Pawn Storm, a hacking group also known as Fancy Bear, targeted Academi on April 24, 2014, according to a report released Tuesday by the cybersecurity firm Trend Micro. Crowdstrike, another security firm, has said Fancy Bear is believed to be "closely linked" to Russian intelligence services.

The Trend Micro report does not indicate whether Pawn Storm succeeded in stealing information from Academi during the phishing attack. Academi did not respond to multiple requests for comment for this story.

Academi is the latest incarnation of Blackwater, a private military contractor founded by Erik Prince in 1997. Blackwater gained notoriety in 2007 when its employees shot at and killed more than a dozen civilians in Baghdad while escorting a U.S. convoy. As part of an attempt to clean up its image, Blackwater was renamed “Xe Services” two years later. Prince sold the company in 2010 and the new owners gave it yet another name: “Academi.”

Prince, whose sister, Betsy DeVos, is President Donald Trump’s secretary of education, has been in the news lately because of his ties to the Trump campaign. Last July, he recommended to senior Trump adviser Steve Bannon that the Trump administration replicate a Vietnam War-era CIA assassination program to be used against the militant group known as the Islamic State. In January, Prince reportedly acted as a representative of Trump during a secret meeting organized by the United Arab Emirates in Seychelles with a Russian close to President Vladimir Putin. (A spokesman for Prince denied that he took part in the meeting.)

On a Frequently Asked Questions page on its website, Academi says Prince has not been associated with the company since he sold it in 2010.

In May 2014, weeks after Pawn Storm reportedly targeted Academi, the German tabloid Bild am Sonntag alleged that Academi had 400 fighters on the ground in Ukraine backing the interim government against pro-Russian separatists. The story echoed earlier rumors circulating in Russian state-owned media outlets that the U.S. had sent mercenaries to help the Ukrainian special police crush opposition fighters in Donetsk and Lugansk.

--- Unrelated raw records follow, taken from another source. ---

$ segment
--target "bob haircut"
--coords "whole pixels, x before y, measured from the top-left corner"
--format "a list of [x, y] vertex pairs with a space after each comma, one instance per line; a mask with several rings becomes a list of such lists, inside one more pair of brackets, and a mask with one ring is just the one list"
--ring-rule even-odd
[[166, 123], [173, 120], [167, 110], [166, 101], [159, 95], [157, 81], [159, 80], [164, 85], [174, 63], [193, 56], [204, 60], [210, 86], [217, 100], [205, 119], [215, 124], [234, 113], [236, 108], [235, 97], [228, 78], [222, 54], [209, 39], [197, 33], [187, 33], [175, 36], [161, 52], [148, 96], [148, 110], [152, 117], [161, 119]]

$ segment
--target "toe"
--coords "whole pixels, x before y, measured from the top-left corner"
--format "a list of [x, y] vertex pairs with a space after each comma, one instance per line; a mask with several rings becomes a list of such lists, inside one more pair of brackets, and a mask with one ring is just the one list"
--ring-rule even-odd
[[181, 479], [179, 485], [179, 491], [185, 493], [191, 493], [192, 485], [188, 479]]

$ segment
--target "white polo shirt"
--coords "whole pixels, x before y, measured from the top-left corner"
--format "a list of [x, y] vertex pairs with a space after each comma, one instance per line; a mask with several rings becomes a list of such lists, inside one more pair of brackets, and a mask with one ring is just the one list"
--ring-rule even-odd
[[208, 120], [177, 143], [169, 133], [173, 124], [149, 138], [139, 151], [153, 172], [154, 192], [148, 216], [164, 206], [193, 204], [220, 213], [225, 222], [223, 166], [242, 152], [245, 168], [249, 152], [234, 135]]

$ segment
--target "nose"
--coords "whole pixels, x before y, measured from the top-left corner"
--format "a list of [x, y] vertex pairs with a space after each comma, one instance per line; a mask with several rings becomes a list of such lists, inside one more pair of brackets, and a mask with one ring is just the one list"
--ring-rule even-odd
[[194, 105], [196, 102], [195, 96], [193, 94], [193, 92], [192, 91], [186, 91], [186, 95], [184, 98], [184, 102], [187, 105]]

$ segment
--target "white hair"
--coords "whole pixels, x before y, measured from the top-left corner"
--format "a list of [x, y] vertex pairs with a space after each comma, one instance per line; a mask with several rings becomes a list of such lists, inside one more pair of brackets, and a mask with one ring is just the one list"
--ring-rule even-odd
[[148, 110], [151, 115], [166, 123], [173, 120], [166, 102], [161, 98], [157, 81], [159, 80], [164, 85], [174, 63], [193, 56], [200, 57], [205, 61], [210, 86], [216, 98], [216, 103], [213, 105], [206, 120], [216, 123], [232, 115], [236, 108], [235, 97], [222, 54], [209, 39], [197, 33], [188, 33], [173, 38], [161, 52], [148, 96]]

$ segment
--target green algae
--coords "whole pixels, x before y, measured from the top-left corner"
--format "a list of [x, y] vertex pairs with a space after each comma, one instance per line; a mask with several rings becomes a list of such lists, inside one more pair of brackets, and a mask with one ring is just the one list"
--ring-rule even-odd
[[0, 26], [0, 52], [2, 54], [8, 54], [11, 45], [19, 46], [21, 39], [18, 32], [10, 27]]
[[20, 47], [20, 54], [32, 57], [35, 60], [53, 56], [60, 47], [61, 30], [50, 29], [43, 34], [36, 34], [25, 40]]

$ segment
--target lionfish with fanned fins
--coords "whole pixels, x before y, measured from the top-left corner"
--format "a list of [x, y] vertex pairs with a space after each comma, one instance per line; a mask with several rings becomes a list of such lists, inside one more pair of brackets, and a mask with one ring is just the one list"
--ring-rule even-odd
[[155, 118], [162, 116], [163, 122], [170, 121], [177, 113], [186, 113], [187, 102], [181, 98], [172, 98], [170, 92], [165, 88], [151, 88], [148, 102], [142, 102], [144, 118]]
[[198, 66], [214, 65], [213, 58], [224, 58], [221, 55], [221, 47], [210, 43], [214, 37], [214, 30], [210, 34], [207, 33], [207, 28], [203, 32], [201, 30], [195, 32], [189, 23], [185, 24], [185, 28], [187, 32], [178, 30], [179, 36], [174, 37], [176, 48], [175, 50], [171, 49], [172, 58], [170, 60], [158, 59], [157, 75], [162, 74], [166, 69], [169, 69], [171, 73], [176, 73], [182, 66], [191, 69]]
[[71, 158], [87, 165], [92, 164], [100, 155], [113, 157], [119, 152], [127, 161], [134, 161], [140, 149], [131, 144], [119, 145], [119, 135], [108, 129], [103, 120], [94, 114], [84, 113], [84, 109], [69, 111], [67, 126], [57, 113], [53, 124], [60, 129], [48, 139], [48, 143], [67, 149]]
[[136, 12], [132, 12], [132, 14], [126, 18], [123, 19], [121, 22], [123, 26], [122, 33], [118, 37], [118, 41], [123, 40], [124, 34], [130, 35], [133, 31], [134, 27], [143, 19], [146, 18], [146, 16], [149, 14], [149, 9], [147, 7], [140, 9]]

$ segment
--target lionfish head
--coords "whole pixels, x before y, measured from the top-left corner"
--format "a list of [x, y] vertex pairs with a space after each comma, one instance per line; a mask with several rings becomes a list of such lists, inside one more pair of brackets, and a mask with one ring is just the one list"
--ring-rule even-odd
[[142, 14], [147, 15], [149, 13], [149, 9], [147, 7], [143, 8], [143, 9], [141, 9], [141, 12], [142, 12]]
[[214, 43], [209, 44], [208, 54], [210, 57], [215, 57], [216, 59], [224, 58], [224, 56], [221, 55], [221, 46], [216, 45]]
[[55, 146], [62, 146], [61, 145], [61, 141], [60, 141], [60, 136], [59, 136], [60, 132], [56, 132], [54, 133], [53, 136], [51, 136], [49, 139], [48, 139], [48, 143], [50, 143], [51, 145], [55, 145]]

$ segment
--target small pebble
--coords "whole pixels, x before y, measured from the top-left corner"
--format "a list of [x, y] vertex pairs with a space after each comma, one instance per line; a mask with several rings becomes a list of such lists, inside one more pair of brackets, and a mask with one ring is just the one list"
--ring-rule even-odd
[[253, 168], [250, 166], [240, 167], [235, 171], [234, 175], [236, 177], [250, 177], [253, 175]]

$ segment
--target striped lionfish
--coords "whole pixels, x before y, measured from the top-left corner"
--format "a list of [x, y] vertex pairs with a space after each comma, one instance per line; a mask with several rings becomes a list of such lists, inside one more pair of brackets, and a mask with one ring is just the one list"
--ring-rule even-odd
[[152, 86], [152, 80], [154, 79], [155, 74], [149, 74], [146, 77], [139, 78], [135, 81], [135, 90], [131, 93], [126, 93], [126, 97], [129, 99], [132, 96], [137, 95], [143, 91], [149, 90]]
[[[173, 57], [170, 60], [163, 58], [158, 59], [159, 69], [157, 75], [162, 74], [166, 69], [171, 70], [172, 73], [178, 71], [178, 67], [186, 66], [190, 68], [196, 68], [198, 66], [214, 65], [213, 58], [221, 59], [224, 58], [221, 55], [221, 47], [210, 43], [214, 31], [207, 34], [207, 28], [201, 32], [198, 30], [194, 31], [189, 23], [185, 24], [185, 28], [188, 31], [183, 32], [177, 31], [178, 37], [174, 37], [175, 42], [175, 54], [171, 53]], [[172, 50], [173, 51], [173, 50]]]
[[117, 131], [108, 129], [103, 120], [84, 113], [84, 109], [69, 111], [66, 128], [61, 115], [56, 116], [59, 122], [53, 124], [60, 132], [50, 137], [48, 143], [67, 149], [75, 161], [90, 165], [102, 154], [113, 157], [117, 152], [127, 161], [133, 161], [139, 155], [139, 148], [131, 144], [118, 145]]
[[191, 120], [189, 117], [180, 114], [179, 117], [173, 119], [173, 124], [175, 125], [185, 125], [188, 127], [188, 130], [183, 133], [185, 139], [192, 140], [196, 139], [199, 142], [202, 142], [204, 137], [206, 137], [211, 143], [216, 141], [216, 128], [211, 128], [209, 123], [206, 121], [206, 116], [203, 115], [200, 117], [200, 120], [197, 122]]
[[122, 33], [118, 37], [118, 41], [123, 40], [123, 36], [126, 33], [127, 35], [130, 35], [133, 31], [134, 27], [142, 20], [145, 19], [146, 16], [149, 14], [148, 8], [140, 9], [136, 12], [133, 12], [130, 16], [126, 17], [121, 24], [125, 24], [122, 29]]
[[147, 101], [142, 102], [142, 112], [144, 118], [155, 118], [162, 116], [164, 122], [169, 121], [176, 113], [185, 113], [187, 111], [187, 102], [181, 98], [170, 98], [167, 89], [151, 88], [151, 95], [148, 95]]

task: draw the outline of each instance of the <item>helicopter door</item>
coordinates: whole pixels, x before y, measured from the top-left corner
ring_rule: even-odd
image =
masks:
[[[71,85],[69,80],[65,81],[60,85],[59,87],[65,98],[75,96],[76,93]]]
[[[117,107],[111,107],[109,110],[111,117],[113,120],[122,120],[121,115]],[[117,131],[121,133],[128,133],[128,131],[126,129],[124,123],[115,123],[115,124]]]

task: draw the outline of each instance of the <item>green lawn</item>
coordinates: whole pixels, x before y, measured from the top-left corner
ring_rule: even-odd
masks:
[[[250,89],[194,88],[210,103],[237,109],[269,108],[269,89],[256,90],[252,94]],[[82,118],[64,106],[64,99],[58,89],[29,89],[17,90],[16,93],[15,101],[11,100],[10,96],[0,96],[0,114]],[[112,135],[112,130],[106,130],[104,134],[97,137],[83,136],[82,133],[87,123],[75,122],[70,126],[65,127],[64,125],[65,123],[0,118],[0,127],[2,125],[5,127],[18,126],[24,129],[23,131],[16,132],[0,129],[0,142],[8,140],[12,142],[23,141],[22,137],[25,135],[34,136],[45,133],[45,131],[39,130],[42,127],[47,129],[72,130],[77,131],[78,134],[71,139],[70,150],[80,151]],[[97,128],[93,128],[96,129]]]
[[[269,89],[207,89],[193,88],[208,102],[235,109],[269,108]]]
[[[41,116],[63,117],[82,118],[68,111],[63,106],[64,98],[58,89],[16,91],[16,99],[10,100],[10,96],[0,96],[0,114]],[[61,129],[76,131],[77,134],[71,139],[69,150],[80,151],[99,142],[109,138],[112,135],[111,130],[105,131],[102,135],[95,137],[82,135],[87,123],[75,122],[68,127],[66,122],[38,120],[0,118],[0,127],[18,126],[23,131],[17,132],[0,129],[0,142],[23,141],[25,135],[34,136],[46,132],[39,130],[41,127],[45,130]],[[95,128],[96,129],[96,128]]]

In a statement, Academi called the Bild am Sonntag report “completely false.” Then-U.S. national security spokeswoman Caitlin Hayden called the report “nonsense.”

At the time, Russia had recently annexed the Ukrainian territory of Crimea and was building up its military presence in and around Ukraine. McClatchy suggested that the German report could be part of a propaganda effort by Russia to diminish support for the government in Kiev.

“Russia has been waging a decade-long propaganda war to sour Ukrainians on the government in Kiev, and this report fits right in to Russia’s hopes to reduce international pressure on it,” McClatchy's Matthew Schofield noted. "To be able to show that the United States, even in the form of mercenaries and not official military personnel, are active on behalf of Kiev would to many further justify Russian actions."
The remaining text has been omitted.